Like his past efforts, with groups such as the NGPON2 Forum and the WDM PON Forum, Hesse’s solution is to bring the industry together to focus on this issue. The starting point is a LinkedIn group, Open ODN. Hesse, who is also the Chief Marketing Officer for the Broadband Forum, is calling on vendors, operators, and engineering companies to be part of this online forum.
Hesse’s aspiration for this group is, “The goal is to offer any service in the future without downtime on existing services.”
That may seem like a high bar, but it wasn’t too long ago that the total bandwidth shared amongst 1,800+ customers would be less than what is considered broadband today.
Interview Highlights:
- 00:23 – Bernd tells the story of how a FITL upgrade meant approximately 1,800 customers lost their POTS service, which was a big deal in the early 1990s.

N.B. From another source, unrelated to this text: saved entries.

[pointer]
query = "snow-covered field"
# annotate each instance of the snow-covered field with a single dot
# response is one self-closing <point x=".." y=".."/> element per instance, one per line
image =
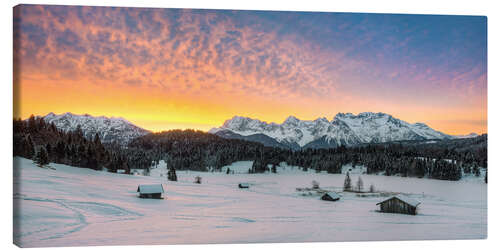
<point x="78" y="207"/>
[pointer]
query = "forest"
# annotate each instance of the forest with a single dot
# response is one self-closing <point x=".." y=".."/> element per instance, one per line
<point x="201" y="151"/>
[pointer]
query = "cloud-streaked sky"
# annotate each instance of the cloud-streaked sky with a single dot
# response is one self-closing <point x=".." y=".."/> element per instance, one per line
<point x="174" y="68"/>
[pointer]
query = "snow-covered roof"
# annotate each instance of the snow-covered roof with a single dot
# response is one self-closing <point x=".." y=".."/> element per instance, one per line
<point x="150" y="189"/>
<point x="333" y="195"/>
<point x="403" y="199"/>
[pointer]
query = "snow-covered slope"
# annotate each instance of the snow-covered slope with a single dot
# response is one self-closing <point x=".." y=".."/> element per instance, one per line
<point x="343" y="129"/>
<point x="471" y="135"/>
<point x="110" y="130"/>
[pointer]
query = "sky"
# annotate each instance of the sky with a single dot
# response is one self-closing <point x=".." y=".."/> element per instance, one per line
<point x="182" y="68"/>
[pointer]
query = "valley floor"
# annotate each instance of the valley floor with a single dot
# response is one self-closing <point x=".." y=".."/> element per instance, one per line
<point x="78" y="207"/>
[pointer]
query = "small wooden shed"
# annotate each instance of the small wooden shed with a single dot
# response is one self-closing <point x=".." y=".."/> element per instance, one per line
<point x="399" y="204"/>
<point x="150" y="191"/>
<point x="330" y="196"/>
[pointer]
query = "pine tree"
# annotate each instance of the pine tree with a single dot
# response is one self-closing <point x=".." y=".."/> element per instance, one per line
<point x="273" y="168"/>
<point x="372" y="188"/>
<point x="171" y="175"/>
<point x="197" y="180"/>
<point x="347" y="183"/>
<point x="359" y="184"/>
<point x="41" y="157"/>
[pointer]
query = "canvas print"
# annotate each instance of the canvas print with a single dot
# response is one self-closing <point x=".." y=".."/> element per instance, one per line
<point x="190" y="126"/>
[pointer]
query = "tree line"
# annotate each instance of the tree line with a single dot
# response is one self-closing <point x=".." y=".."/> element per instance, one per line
<point x="201" y="151"/>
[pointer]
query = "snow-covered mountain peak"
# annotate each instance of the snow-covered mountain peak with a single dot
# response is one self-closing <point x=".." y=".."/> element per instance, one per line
<point x="110" y="130"/>
<point x="344" y="129"/>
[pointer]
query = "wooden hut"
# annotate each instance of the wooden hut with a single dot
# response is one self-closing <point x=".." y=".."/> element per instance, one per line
<point x="399" y="204"/>
<point x="150" y="191"/>
<point x="330" y="196"/>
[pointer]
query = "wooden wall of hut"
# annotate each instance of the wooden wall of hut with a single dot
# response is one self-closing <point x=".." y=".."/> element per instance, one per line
<point x="397" y="206"/>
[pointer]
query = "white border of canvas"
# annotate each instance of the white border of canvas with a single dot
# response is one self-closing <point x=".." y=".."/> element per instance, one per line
<point x="477" y="7"/>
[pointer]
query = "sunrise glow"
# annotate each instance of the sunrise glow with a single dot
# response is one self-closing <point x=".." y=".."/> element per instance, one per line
<point x="168" y="68"/>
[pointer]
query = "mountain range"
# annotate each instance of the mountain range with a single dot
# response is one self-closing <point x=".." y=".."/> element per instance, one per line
<point x="344" y="129"/>
<point x="110" y="130"/>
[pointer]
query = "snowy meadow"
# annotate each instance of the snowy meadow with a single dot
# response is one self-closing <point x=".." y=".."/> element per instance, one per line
<point x="72" y="206"/>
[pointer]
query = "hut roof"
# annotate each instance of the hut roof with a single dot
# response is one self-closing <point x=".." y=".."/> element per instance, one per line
<point x="333" y="195"/>
<point x="150" y="189"/>
<point x="404" y="199"/>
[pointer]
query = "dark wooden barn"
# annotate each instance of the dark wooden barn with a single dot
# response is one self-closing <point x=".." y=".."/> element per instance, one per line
<point x="150" y="191"/>
<point x="399" y="204"/>
<point x="330" y="196"/>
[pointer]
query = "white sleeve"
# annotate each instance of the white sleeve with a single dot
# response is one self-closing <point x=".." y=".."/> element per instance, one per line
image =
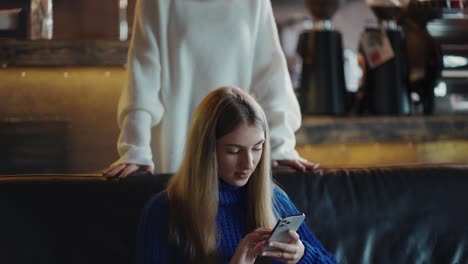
<point x="272" y="87"/>
<point x="135" y="138"/>
<point x="140" y="106"/>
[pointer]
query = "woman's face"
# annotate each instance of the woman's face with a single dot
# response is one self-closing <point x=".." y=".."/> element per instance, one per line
<point x="238" y="154"/>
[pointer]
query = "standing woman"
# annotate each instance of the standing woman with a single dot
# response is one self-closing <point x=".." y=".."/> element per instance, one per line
<point x="180" y="51"/>
<point x="221" y="204"/>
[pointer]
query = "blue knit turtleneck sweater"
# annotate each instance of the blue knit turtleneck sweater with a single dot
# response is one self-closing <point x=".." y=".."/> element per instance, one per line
<point x="154" y="247"/>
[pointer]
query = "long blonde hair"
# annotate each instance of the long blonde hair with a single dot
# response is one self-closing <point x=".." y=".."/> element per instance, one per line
<point x="193" y="190"/>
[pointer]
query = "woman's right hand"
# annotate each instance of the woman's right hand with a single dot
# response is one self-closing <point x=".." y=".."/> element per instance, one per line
<point x="123" y="170"/>
<point x="251" y="246"/>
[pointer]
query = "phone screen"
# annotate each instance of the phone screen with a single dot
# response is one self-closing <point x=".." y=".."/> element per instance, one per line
<point x="280" y="232"/>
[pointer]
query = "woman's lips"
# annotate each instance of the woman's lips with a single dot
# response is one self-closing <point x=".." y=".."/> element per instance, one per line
<point x="243" y="174"/>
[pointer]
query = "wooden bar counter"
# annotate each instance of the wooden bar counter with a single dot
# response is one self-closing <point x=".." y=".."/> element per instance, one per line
<point x="80" y="81"/>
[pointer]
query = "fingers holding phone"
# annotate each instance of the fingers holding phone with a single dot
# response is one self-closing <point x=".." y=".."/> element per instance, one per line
<point x="251" y="246"/>
<point x="284" y="244"/>
<point x="290" y="252"/>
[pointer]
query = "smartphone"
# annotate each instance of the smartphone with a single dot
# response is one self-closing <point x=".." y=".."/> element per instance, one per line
<point x="280" y="232"/>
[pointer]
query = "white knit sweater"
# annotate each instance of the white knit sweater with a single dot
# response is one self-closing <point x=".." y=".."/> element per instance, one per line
<point x="183" y="49"/>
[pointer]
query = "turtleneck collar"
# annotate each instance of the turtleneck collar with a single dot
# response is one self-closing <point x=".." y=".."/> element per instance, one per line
<point x="229" y="194"/>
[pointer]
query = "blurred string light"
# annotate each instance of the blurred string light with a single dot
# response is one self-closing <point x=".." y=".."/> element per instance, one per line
<point x="451" y="61"/>
<point x="441" y="89"/>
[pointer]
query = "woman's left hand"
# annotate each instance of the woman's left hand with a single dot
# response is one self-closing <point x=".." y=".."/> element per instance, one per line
<point x="296" y="164"/>
<point x="289" y="253"/>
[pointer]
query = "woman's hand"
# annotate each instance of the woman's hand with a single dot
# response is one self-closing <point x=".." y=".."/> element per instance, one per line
<point x="296" y="164"/>
<point x="123" y="170"/>
<point x="250" y="246"/>
<point x="289" y="253"/>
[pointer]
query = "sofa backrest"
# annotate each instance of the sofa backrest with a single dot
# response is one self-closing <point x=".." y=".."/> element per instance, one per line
<point x="399" y="214"/>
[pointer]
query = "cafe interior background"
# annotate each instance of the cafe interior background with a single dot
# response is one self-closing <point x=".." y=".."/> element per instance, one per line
<point x="59" y="87"/>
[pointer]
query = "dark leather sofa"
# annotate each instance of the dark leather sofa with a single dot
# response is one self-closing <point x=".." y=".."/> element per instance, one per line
<point x="393" y="214"/>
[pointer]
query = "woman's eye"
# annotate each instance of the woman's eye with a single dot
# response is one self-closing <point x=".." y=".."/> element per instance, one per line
<point x="233" y="151"/>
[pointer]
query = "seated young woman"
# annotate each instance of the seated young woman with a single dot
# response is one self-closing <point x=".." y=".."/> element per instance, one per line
<point x="221" y="204"/>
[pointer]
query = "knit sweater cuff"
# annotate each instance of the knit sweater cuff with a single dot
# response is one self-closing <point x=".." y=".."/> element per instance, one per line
<point x="286" y="155"/>
<point x="135" y="138"/>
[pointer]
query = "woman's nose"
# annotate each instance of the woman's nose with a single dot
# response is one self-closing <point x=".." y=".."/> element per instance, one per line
<point x="247" y="160"/>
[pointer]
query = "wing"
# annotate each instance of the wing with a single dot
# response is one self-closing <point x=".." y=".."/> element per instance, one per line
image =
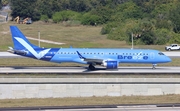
<point x="90" y="60"/>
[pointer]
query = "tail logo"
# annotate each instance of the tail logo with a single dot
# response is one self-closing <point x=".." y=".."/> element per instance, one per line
<point x="29" y="48"/>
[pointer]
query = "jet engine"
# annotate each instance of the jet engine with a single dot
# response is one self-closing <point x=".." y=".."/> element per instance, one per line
<point x="110" y="64"/>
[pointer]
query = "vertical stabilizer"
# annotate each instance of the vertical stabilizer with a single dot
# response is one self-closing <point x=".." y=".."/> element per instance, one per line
<point x="19" y="40"/>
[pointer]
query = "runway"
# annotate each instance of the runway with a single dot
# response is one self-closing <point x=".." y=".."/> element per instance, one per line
<point x="80" y="70"/>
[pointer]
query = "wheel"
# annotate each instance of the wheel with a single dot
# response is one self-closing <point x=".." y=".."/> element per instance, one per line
<point x="91" y="67"/>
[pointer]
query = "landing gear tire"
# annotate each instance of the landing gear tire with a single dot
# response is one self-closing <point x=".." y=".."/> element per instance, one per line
<point x="91" y="67"/>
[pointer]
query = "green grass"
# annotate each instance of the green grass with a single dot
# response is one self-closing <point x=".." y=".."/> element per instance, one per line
<point x="90" y="101"/>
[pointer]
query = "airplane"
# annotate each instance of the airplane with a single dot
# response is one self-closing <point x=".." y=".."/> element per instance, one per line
<point x="107" y="57"/>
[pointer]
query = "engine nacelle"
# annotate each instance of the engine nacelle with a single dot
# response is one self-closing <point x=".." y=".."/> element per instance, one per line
<point x="110" y="64"/>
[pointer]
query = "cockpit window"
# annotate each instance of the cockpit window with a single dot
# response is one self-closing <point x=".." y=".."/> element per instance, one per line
<point x="160" y="53"/>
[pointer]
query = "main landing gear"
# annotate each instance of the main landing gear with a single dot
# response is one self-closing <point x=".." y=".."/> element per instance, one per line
<point x="153" y="66"/>
<point x="91" y="67"/>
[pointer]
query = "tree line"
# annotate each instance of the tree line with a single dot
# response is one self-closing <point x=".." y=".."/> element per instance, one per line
<point x="149" y="21"/>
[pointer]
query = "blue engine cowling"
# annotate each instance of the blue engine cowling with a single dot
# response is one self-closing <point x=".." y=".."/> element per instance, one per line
<point x="111" y="64"/>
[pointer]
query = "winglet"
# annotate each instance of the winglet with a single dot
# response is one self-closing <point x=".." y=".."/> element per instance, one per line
<point x="80" y="56"/>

- 01:17 – “The goal is to offer any service in the future without downtime on existing services.”
- 02:05 – This is like other industry forums that Hesse has started and helped grow.
- 02:48 – The forum is open to anyone interested in achieving the forum’s goal.
Notes:
- Raynet was a pioneer in FITL (Fiber in the Loop) technologies. Raynet’s deployment with the Deutsche Telekom was the world’s first operational combined telephone and video fiber optic system for the local loop. Also known as Fiber to the Curb, the fiber would terminate near the subscriber into an Optical Network Unit (aka, Subscriber Interface Unit) which would have an interface to the copper and, in the case of the DT deployment, a coaxial network.
- This author had the pleasure of working at Raynet with Bernd.